Il y a à peine une semaine, le comité social et économique du journal Le Parisien d’aujourd’hui en France est arrivé au terme de la consultation d’information de trois mois engagée sur le projet # LeParisien200000, qui vise à atteindre 200 000 abonnés numériques dans les cinq prochaines années. Résultat de cet avis purement consultatif: onze abstentions, trois voix contre. Le plan de gestion est donc en bonne voie, mais son principal promoteur, Stéphane Albouy, ne le dirige pas: le directeur de la rédaction a débarqué, ont appris les salariés, vendredi 25 septembre avec une lettre interne.

Jean-Michel Salvator lui succédera dès 1est Octobre. “Tout le monde est tombé de sa chaise”, commente un journaliste, abasourdi. “Au-delà de la surprise, ce départ soudain nous interroge à plus d’un titre, et suscite déjà beaucoup d’inquiétude parmi les employés du journal”, indique un communiqué de presse intersyndicale (FO – SNJ – SNJ-CGT – SGLCE) envoyé dans la soirée. “Dans les coulisses, nos commentaires sont moins sobres”crie un employé inquiet. “Stéphane nous a sauvés d’une gestion brutale, et passer par la réorganisation avec lui nous a rassurés”, précise un autre, qui lie ce départ à celui, début septembre, du directeur général adjoint Frédéric Vézard. Contacté, Stéphane Albouy n’a pas répondu à nos appels.

Lire aussi Presse: modèle de crise «parisien»

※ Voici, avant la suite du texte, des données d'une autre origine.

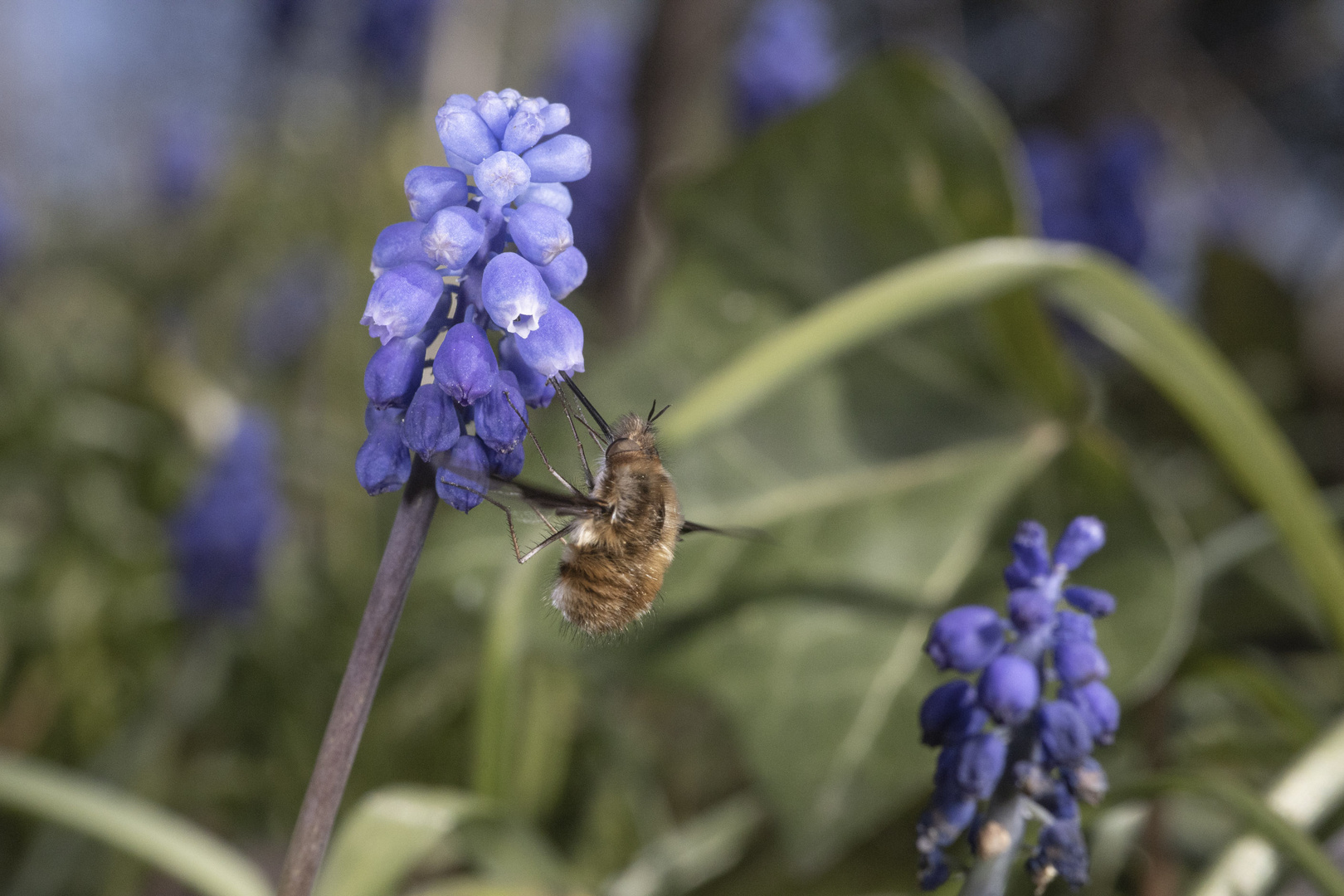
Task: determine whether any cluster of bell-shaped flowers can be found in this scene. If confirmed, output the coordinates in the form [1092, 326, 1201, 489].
[355, 90, 592, 510]
[915, 516, 1119, 889]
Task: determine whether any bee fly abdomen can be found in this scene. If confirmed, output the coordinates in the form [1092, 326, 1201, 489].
[551, 418, 681, 634]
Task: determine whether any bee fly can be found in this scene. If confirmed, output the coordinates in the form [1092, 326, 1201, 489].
[490, 373, 752, 634]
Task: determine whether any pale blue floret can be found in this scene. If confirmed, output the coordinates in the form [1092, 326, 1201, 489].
[538, 246, 587, 301]
[475, 149, 533, 206]
[518, 299, 583, 379]
[508, 202, 574, 266]
[523, 134, 592, 184]
[360, 262, 444, 345]
[421, 206, 485, 270]
[405, 165, 468, 222]
[481, 252, 551, 341]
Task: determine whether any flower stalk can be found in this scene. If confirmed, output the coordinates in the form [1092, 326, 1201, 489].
[278, 458, 438, 896]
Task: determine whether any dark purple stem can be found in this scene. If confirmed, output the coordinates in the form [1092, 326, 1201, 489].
[278, 458, 438, 896]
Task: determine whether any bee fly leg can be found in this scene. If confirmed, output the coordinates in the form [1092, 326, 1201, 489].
[550, 376, 610, 450]
[518, 520, 577, 562]
[453, 482, 536, 562]
[504, 392, 587, 497]
[551, 377, 597, 492]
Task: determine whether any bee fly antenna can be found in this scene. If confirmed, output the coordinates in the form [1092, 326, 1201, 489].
[561, 373, 611, 442]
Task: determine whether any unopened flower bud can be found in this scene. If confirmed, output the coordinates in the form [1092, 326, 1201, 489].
[957, 733, 1008, 799]
[405, 165, 466, 222]
[475, 90, 512, 139]
[434, 323, 499, 404]
[475, 371, 527, 453]
[977, 653, 1040, 725]
[368, 221, 429, 278]
[536, 102, 570, 137]
[490, 445, 527, 480]
[1059, 681, 1119, 744]
[500, 110, 546, 154]
[475, 149, 533, 206]
[1036, 700, 1093, 766]
[925, 606, 1004, 672]
[402, 382, 461, 460]
[919, 679, 976, 747]
[355, 418, 411, 494]
[1055, 638, 1110, 686]
[1008, 587, 1055, 633]
[434, 100, 500, 165]
[1004, 520, 1051, 588]
[499, 334, 555, 407]
[523, 134, 592, 184]
[508, 202, 574, 265]
[518, 182, 574, 217]
[364, 336, 425, 408]
[538, 246, 587, 301]
[1027, 818, 1088, 892]
[434, 436, 490, 514]
[421, 206, 485, 270]
[1064, 584, 1116, 619]
[1055, 516, 1106, 570]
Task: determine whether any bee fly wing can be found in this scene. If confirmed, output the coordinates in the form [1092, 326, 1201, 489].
[681, 520, 770, 542]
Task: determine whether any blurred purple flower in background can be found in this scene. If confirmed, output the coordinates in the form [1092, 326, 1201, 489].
[355, 0, 438, 89]
[733, 0, 840, 130]
[243, 249, 347, 369]
[1023, 122, 1160, 267]
[0, 193, 24, 274]
[150, 114, 223, 211]
[168, 411, 284, 618]
[547, 16, 637, 263]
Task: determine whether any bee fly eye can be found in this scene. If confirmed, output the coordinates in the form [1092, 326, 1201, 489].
[606, 439, 640, 458]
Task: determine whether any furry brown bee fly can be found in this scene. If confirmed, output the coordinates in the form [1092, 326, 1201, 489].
[480, 376, 750, 635]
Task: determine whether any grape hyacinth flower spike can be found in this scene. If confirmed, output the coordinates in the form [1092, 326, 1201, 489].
[356, 90, 592, 510]
[278, 90, 592, 896]
[915, 516, 1119, 896]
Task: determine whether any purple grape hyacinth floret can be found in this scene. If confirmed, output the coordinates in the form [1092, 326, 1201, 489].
[733, 0, 840, 130]
[168, 411, 284, 618]
[915, 516, 1119, 889]
[355, 90, 592, 512]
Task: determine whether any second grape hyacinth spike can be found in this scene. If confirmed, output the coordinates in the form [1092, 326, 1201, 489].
[356, 90, 592, 512]
[915, 516, 1119, 892]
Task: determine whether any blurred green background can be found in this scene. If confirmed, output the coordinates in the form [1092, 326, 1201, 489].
[7, 0, 1344, 896]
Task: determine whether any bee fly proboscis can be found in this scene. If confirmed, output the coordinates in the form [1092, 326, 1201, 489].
[462, 373, 758, 635]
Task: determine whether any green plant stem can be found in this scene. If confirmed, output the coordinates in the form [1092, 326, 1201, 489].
[0, 752, 271, 896]
[661, 238, 1344, 645]
[1113, 774, 1344, 896]
[1191, 718, 1344, 896]
[280, 458, 438, 896]
[472, 560, 538, 803]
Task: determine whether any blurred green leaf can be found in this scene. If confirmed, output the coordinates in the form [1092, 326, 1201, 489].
[663, 239, 1344, 652]
[659, 601, 937, 869]
[672, 54, 1017, 304]
[1117, 772, 1344, 896]
[313, 785, 483, 896]
[407, 879, 555, 896]
[709, 425, 1064, 607]
[1192, 718, 1344, 896]
[605, 796, 765, 896]
[0, 753, 271, 896]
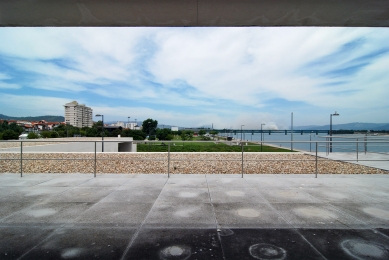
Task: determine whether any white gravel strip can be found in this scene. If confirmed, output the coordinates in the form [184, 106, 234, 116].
[0, 152, 389, 174]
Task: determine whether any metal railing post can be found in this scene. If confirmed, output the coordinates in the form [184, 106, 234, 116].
[357, 138, 359, 162]
[167, 143, 170, 178]
[20, 141, 23, 177]
[94, 141, 97, 178]
[364, 136, 367, 154]
[315, 142, 317, 178]
[240, 142, 244, 178]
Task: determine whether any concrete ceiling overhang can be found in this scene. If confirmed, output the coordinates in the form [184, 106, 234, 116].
[0, 0, 389, 27]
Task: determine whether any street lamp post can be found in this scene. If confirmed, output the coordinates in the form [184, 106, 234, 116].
[330, 111, 339, 153]
[96, 114, 104, 152]
[261, 123, 265, 152]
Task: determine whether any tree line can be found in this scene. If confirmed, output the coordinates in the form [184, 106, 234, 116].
[0, 118, 218, 141]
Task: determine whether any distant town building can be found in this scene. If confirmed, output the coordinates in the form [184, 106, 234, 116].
[126, 123, 139, 130]
[64, 101, 93, 127]
[112, 121, 124, 127]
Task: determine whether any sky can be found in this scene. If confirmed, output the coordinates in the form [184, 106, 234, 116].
[0, 27, 389, 129]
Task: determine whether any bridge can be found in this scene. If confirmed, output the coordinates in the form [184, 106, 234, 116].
[214, 129, 326, 135]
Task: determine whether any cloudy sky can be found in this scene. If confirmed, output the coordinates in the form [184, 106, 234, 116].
[0, 27, 389, 129]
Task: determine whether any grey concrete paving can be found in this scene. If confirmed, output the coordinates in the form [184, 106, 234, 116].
[304, 152, 389, 171]
[0, 174, 389, 259]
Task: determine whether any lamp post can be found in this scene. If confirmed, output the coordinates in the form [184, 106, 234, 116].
[330, 111, 339, 153]
[261, 123, 265, 152]
[96, 114, 104, 152]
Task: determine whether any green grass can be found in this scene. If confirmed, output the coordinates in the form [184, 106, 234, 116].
[137, 141, 290, 152]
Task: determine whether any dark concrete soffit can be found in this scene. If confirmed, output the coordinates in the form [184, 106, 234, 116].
[0, 0, 389, 27]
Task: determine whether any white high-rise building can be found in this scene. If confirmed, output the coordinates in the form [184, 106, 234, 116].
[64, 101, 93, 127]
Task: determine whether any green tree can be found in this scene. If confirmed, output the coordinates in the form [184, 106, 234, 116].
[40, 131, 51, 138]
[209, 130, 219, 135]
[3, 129, 19, 140]
[27, 132, 39, 139]
[8, 122, 23, 135]
[122, 129, 146, 140]
[181, 130, 193, 141]
[142, 118, 158, 136]
[157, 128, 173, 140]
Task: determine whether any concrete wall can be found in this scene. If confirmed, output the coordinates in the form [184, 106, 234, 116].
[0, 0, 389, 27]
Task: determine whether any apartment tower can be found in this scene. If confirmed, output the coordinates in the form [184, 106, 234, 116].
[64, 101, 93, 127]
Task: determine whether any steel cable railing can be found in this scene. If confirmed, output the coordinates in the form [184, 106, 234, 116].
[0, 140, 389, 177]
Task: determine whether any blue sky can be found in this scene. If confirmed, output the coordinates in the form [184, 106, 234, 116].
[0, 27, 389, 129]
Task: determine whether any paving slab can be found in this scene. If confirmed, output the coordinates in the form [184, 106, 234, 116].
[221, 229, 324, 260]
[272, 203, 367, 229]
[123, 228, 223, 260]
[23, 226, 136, 259]
[144, 202, 216, 228]
[0, 174, 389, 260]
[213, 202, 291, 228]
[1, 202, 93, 226]
[209, 186, 265, 204]
[299, 229, 389, 260]
[0, 226, 55, 260]
[74, 202, 153, 227]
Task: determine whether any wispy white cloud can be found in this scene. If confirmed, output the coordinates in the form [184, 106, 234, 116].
[0, 27, 389, 128]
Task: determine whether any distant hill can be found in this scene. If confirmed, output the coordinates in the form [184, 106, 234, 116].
[0, 114, 65, 122]
[293, 122, 389, 131]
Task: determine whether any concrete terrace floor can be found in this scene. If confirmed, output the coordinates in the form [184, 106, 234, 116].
[0, 174, 389, 260]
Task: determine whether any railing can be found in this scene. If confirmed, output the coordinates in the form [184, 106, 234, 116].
[0, 140, 389, 178]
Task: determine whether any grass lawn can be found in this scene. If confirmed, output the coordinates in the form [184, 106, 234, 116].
[137, 140, 290, 152]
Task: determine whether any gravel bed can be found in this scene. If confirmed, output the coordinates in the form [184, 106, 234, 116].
[0, 153, 389, 174]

«Stéphane Albouy a fait un excellent travail, assure Pierre Louette, PDG du groupe Les Echos-Le Parisien (détenu par LVMH). Mais après cinq ans en tant que rédacteur en chef adjoint, puis cinq ans à la tête de toutes les rédactions, il est arrivé au bout d’un cycle. ” Pour le leader du groupe, il ne fait aucun doute que son remplaçant pourra prendre le relais. Ancien de Journal du dimanche et toi Figaro, directeur de BFM Business jusqu’en 2019, Jean-Michel Salvator “Il fait partie de ces journalistes qui ont fait ce voyage de Gutenberg à Zuckerberg”, félicite M. Louette. En d’autres termes, c’est son expérience de la transition des médias numériques à laquelle il fait appel en le nommant, l’être du quotidien “Vraiment en retard” sur cette terre.

READ  Offres publiques d'acquisition: Unibail-RW, Verneuil Finance, Metro et Lagardère à l'honneur

Ouverture imminente d’un plan de départ volontaire

” Quand je suis arrivé, Le parisien n’avait que 6000 abonnés numériques, rappelles toi. Maintenant, c’est 40 000, nous visons 200 000 dans cinq ans. Notre stratégie de monétisation de notre contenu est toujours en plein essor, nous devons accélérer. “ Selon l’organisme de certification des données d’impression, l’ACPM, les ventes physiques du Parisien ils s’élèvent à 183000 exemplaires par jour en moyenne sur l’année 2019-2020, en baisse de 1,5% sur un an (les mois de mars, avril, mai et juin 2020, fortement bouleversés par la crise sanitaire, partent).

Il vous reste 33,87% de cet article à lire. Le reste est réservé aux abonnés.